Australian Mat Mladin won 82 AMA Superbike races and seven AMA Superbike Championships.

The following is the 15th of our “21 In ’21 series that highlights one of the 21 AMA Superbike Champions as we move through the 2021 MotoAmerica season – the 45th year of the premier class championship.

Mladin leads Tom Kipp and Miguel Duhamel in 1996.

Plain and simple: Australian Mat Mladin is the most dominant rider in the history of the AMA Superbike Championship. With seven AMA Superbike titles and 82 victories – all in the Superbike class – no one comes close.

Mladin’s first title came in the 1992 Australian Superbike Championship, a title he won on his first attempt. The next year he inked a deal with the Giacomo Agostini-run factory Cagiva team in the Grand Prix Series, but it was a bit too much too soon and Mladin floundered, ending the season 13th in the 1993 500cc World Championship and out of a ride. He returned home and finished second in the Australian Superbike Championship, despite almost losing his foot in an ultralight plane crash.

In 1996, Mladin ventured to America and it’s there that he made a name for himself. He started his AMA career on the team he would finish it with – Yoshimura Suzuki – but in his second season he switched to Eraldo Ferracci’s Ducati team, winning four AMA Superbike races in 1997 but failing to win the title.

The 1998 season saw Mladin reunited with the Yoshimura Suzuki team, and he won the season finale in Las Vegas. In 1999, he again won only one race at Sonoma Raceway, but earned his first title by 10 points over Ben Bostrom.

Mladin (1) leads the way over teammate Aaron Yates (20) and the rest of the Superbike pack at Barber in 2005.

Mladin simply owned the 2000s, going on a tear that would see him win seven championships and 76 more AMA Superbike races for a total of 82.

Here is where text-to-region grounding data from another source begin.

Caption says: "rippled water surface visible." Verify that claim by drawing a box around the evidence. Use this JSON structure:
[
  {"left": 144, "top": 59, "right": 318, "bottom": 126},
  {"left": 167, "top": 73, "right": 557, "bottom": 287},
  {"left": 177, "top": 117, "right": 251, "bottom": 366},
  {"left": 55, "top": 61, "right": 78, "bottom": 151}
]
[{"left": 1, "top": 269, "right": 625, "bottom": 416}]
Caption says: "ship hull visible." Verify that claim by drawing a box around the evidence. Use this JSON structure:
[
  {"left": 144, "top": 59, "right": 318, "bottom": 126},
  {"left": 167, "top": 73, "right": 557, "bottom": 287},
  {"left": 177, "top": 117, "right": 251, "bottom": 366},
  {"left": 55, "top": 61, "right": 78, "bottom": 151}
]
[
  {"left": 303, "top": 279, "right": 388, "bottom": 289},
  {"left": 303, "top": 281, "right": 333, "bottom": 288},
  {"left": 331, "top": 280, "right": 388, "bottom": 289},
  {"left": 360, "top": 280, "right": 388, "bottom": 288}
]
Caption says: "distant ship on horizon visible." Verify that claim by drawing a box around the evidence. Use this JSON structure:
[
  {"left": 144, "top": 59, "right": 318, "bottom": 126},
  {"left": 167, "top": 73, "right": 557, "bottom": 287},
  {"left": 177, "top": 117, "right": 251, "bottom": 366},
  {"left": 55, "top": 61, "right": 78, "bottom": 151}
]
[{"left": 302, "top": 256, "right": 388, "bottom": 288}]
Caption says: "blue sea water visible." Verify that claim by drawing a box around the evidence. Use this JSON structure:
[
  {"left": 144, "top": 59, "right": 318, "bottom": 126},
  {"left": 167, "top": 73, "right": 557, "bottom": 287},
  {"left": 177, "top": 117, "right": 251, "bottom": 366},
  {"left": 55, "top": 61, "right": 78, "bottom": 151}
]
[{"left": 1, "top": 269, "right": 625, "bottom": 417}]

In 2000, he won four races and his second title; in 2001, he matched that win total and earned title number three; in 2002, he struggled and slipped to seventh in the title chase with no victories; the following year, 2003, he had his first truly dominant season with 10 wins and title number four; 2004 saw him win eight times en route to his fifth title; 2005 was the first of the titanic Mladin vs. Spies years with Mladin taking title number six with 11 victories; the title went to Spies in 2006 with Mladin winning eight races; in 2007 it was again Spies taking the championship by just a single point despite Mladin winning a career-high 12 races; Spies won again in 2008 with Mladin taking nine wins to Spies’ 10; in 2009, it was Mladin over Josh Hayes with the Australian winning nine times and his seventh title.

Mladin was an advocate of rider safety and he butted heads with those from the Daytona Motorsports Group when they took over the series in 2009. The situation came to a head at Heartland Park Topeka in Kansas with Mladin leaving the facility and declaring he wasn’t going to race due to unsafe track conditions. At the time he held a 126-point lead in the championship. A day later, the 37-year-old Mladin announced that he would retire at the end of the ’09 season and he would go on to win his seventh AMA Superbike Championship.

“After so many great years of racing in the USA, I will retire from AMA racing at the end of the 2009 racing season in New Jersey,” Mladin said in a press release at the time. “My career has been long and above and beyond my wildest expectations. I won my first national championship on dirt bikes back in 1981 and have had an amazing career ever since. If I had my time again, I would not change a single decision I have made, in life or in racing.”

Mladin thanked his team, most of which have been with him for years and some of whom date back to his days racing in Australia. “Without these guys, the 80+ race wins and multiple championships would not have been possible.”

After retiring, Mladin returned to his homeland of Australia but admitted to missing racing motorcycles in an interview in Cycle News.

“I really do miss racing a motorcycle, I miss it a lot,” Mladin said. “I didn’t retire because I wasn’t quick enough, I retired because I’d had enough. I miss riding the motorcycle – fast. I miss that a lot. I miss the competition… I miss getting up everyone’s nose. I miss that side of racing, the mental side of it. I also miss the camaraderie, being away with the boys in the team on the weekend.”